Aussie

in Picture A Day16 hours ago

Aust Day.jpg

It is Australia Day here in Australia today or was it yesterday (Timezones, they are tricky). Our national day. A time to celebrate all that it means to be Australian, which of course is a complex thing, because Australia is a complex place. Many websites will claim it's the most multi-cultural nation on earth, just as many websites claim it isn't. But 31% of the people who live here where born overseas (including me) and gets up to 43% for people aged 35-39.

The concept of being Australian is even more complex, there is the stereotype of Aussie-ness, sort of a Crocodile Dundee, mixed with Steve Irwin, crossed with a 1980's Cricketer, maybe Dennis Lillee pre carpet call ads or Thommo or Marshy or someone else with that type of nickname. But this isn't really what life is like in Australia - 86.6% of us live in cities, more than France, Germany, the UK, or the US. Most of us have never stepped foot on a farm, or played cricket

and then of course there are the First Nations people, here for thousands of years, this is not a single culture, but many, and I'm not going to pretend to understand them all or speak for all of them but it is a truly amazing complex series of cultures and we have a human history far longer than the Pyramids, seeing artwork that was painted 30,000 years ago (in that outback most haven't been to, eventhough we have visited the Coliseum) is truly outstanding.

And why is it today? - the 26th of January, well that's the day Europeans turned up, and that is why the day is not universally celebrated, many believe that using a date of when the conquers turned up as the celebration point is in pretty poor taste, and we need to acknowledge that the land is stolen land. Which let's face it almost every country is, unless you were ruled by the white man for a few hundred years and then got independence.
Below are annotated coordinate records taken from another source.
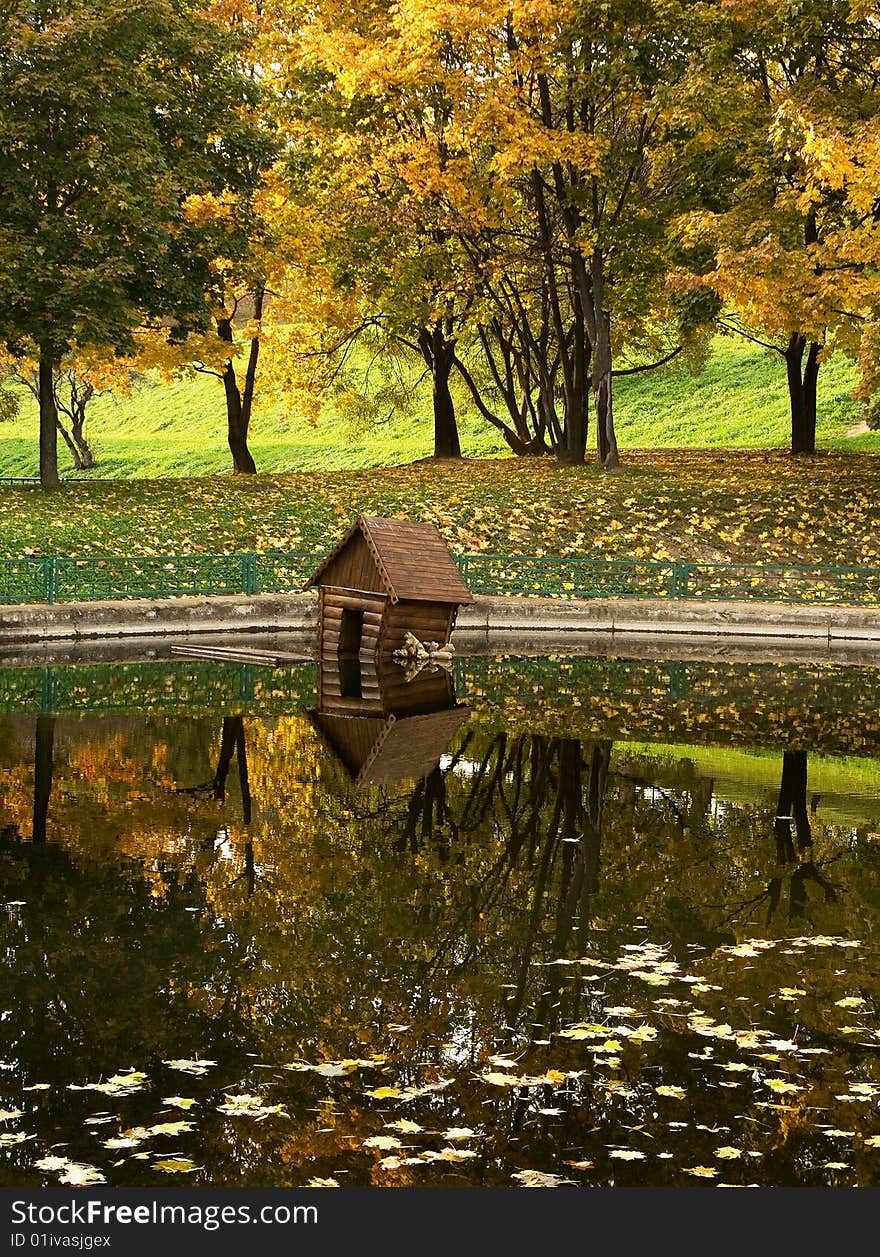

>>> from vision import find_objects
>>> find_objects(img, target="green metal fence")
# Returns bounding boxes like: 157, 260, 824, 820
0, 554, 317, 603
458, 554, 880, 606
0, 553, 880, 606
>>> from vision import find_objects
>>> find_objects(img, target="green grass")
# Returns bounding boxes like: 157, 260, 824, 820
0, 338, 880, 479
617, 742, 880, 826
0, 450, 880, 567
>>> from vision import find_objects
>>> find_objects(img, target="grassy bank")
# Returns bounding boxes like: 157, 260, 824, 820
0, 339, 880, 479
0, 450, 880, 566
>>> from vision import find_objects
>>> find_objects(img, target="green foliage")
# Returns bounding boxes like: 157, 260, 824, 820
0, 381, 21, 424
0, 338, 877, 479
862, 393, 880, 432
0, 0, 261, 422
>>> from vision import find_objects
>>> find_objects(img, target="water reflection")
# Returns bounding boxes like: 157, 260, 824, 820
311, 651, 470, 789
0, 661, 880, 1185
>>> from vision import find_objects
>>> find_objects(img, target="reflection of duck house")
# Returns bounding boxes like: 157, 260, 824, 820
309, 655, 470, 789
305, 515, 474, 660
305, 515, 474, 787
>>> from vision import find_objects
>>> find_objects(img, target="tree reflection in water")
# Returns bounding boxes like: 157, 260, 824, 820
0, 658, 880, 1184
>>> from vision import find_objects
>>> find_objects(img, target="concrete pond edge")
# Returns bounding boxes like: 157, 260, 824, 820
0, 593, 880, 661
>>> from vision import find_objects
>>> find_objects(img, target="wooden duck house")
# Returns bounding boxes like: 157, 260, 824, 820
305, 515, 474, 661
309, 655, 470, 789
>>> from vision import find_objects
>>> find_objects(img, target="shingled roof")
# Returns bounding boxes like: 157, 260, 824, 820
304, 515, 474, 606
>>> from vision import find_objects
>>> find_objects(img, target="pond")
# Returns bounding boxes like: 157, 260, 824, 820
0, 656, 880, 1187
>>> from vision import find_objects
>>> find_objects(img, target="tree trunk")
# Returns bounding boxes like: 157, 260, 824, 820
70, 402, 94, 471
784, 332, 820, 454
419, 323, 461, 459
55, 412, 83, 471
217, 318, 259, 475
39, 351, 60, 489
593, 310, 620, 470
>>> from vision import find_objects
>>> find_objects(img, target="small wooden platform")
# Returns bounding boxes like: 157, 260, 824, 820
171, 646, 314, 667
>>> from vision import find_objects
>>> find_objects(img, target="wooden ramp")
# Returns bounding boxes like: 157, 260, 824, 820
171, 645, 314, 667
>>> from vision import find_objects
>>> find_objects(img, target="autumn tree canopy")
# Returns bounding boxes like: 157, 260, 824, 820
0, 0, 262, 486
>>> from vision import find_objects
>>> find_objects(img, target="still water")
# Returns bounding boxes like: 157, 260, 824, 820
0, 659, 880, 1187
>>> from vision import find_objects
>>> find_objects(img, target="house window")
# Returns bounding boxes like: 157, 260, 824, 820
339, 607, 363, 655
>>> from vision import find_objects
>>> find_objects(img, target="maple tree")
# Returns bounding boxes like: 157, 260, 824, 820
267, 3, 714, 465
673, 0, 880, 454
0, 0, 261, 486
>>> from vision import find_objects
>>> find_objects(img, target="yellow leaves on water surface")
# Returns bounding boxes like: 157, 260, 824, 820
151, 1156, 202, 1174
217, 1092, 290, 1121
0, 1130, 36, 1148
162, 1058, 217, 1077
34, 1154, 70, 1174
58, 1161, 107, 1187
764, 1079, 803, 1095
510, 1170, 573, 1187
68, 1070, 147, 1096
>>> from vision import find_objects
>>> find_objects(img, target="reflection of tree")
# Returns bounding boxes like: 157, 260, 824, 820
214, 715, 251, 825
33, 715, 55, 842
355, 732, 611, 1040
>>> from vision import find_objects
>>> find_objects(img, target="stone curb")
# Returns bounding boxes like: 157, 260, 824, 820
0, 593, 880, 650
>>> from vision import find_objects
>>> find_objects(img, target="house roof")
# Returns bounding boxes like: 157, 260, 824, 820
308, 704, 470, 789
304, 515, 474, 606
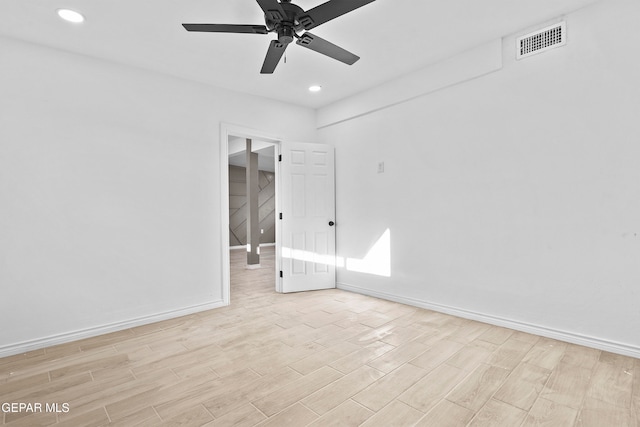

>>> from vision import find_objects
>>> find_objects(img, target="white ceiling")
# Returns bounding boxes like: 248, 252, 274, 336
0, 0, 597, 108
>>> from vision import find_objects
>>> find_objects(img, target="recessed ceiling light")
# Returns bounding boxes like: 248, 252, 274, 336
58, 9, 84, 24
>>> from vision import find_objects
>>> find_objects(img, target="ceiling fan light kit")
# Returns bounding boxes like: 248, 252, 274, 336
182, 0, 375, 74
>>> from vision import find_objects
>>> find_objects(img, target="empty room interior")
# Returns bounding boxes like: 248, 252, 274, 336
0, 0, 640, 427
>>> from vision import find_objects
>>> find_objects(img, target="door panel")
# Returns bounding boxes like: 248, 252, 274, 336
280, 142, 336, 292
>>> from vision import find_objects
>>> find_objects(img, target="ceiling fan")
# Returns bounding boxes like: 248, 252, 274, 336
182, 0, 375, 74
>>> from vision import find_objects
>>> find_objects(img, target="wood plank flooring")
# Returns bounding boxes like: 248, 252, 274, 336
0, 248, 640, 427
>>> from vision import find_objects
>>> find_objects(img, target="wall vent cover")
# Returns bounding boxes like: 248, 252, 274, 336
516, 22, 567, 59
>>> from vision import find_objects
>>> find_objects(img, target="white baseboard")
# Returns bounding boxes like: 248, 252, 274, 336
0, 300, 226, 358
336, 283, 640, 358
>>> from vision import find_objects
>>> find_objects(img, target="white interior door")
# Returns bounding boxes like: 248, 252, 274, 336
278, 142, 336, 292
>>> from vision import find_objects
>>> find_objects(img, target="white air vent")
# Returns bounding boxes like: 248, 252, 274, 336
516, 22, 567, 59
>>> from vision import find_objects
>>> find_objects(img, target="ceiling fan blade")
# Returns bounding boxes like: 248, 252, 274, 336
296, 32, 360, 65
182, 24, 269, 34
256, 0, 287, 22
260, 40, 288, 74
297, 0, 375, 30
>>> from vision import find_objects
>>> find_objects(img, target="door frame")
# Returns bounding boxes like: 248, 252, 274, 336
220, 122, 282, 305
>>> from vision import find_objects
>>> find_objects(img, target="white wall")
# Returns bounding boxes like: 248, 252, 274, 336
319, 0, 640, 357
0, 38, 316, 356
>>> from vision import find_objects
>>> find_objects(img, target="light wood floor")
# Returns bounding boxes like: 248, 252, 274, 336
0, 249, 640, 427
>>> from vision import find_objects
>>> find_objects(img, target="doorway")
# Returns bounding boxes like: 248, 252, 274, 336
220, 124, 280, 305
220, 124, 337, 305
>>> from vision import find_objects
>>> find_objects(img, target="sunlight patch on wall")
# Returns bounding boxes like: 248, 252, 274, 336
347, 228, 391, 277
282, 228, 391, 277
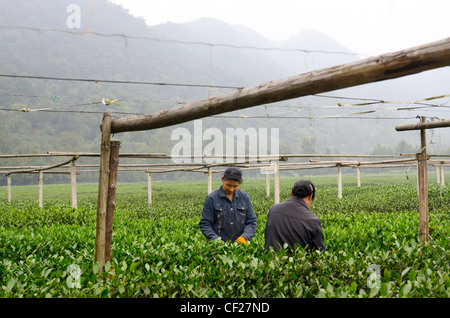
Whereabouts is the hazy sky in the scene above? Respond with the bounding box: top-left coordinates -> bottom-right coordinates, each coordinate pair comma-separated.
110,0 -> 450,55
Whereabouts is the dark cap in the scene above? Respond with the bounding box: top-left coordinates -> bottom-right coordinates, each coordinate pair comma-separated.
223,166 -> 242,183
292,180 -> 316,200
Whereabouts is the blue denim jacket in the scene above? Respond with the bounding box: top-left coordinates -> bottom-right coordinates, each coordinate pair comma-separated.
199,186 -> 256,242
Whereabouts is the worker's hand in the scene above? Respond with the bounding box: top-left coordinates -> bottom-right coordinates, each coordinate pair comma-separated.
236,236 -> 247,245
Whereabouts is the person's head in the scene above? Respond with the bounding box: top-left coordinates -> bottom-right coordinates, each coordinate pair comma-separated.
222,166 -> 242,195
291,180 -> 316,206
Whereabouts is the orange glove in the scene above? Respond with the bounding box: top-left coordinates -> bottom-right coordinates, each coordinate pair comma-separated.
236,236 -> 247,245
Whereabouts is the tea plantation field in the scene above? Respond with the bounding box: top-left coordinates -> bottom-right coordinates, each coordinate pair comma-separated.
0,178 -> 450,298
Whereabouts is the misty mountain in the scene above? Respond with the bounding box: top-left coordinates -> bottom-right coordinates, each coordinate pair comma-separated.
0,0 -> 450,185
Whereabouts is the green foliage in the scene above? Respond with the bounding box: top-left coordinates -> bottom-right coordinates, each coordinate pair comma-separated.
0,180 -> 450,298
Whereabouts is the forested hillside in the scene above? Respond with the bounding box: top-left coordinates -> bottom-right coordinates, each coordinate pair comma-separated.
0,0 -> 450,185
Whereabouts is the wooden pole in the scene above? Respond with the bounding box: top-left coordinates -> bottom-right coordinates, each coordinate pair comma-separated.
6,174 -> 12,203
70,160 -> 78,209
337,164 -> 342,199
356,166 -> 361,187
417,117 -> 429,243
105,141 -> 120,262
39,170 -> 44,208
273,160 -> 280,203
95,113 -> 111,272
111,38 -> 450,133
208,167 -> 212,194
147,172 -> 152,205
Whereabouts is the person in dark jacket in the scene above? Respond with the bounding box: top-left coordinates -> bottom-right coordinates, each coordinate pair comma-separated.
264,180 -> 325,254
199,166 -> 256,244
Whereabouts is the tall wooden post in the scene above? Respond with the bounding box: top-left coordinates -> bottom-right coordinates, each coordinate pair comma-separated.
70,160 -> 78,208
6,174 -> 12,203
273,160 -> 280,203
39,170 -> 44,208
95,113 -> 111,272
208,167 -> 212,194
337,164 -> 342,199
105,141 -> 120,262
356,166 -> 361,187
395,117 -> 450,243
417,117 -> 429,242
147,171 -> 152,205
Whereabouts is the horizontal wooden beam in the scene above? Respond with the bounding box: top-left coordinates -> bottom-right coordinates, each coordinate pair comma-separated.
111,38 -> 450,133
395,119 -> 450,131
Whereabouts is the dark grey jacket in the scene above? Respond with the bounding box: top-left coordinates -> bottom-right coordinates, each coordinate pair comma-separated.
199,186 -> 256,242
264,196 -> 325,254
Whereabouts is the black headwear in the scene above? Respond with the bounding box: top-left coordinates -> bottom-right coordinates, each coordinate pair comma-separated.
223,166 -> 242,183
292,180 -> 316,200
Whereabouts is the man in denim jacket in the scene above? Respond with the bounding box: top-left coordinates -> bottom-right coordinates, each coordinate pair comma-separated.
199,166 -> 256,244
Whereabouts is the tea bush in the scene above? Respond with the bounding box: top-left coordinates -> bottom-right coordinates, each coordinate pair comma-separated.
0,181 -> 450,298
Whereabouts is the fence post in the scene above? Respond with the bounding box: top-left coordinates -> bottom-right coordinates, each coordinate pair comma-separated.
39,170 -> 44,208
6,174 -> 12,203
417,117 -> 429,243
337,164 -> 342,199
147,172 -> 152,205
70,160 -> 78,209
208,167 -> 212,194
274,160 -> 280,203
105,141 -> 120,262
95,113 -> 111,273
But you see' Australia' doesn't have a big flashy date that everything changed (but the first nations people do, the 26th of January). We never had a big fight with the British Crown and declared independence, no, we just sort of drifted apart after the second world war when it became apparent that the English weren't going to save us from the Japanese and that American Fella might be better bet. And now, well, we like a few different people, we are more part of Asia (or at least dependent on the Chinese Economy) than the UK, although there is a far amount of that baseline Englishness in our culture, we try to get along with everyone.

It would have been useful if we had a date that could have marked when we became a country (rather than a collection of colonies on the same island) but, in what I assumed was the best new years resolution ever, they did that on 1st of January in 1901, and we already get a holiday for that so there is no point using that date, because if Australian's love anything it's a holiday.

I have heard some thoughts that the date of celebration should be the anniversary of when the British decided we could become a federation which is 5 July 1900 for the parliament and Queen Victoria signed the Act on 9 July 1900. but that's winter, and no one wants a public holiday in Winter. And besides this is like saying the moment your Mum says you can go out to play is the when you started playing, nope, it's when you round up your friends, put some gaffer tape on a tennis ball and bowl the first bowl.

Of course maybe if we ever become a republic we can choose a better date. Because here's the thing that gets lost, no one has a problem with celebrating everything that is amazing about Australia, becuase there is a look, including our First Nations Culture, our Multi-culturalism, our (largely English) history, we just need a date which isn't a reminder of what is lost for some people.

It's complex, which is why when I say that artwork above (which has had a number of iterations in Melbourne for about 10 years now) on Friday and took the shot it got me thinking about these things.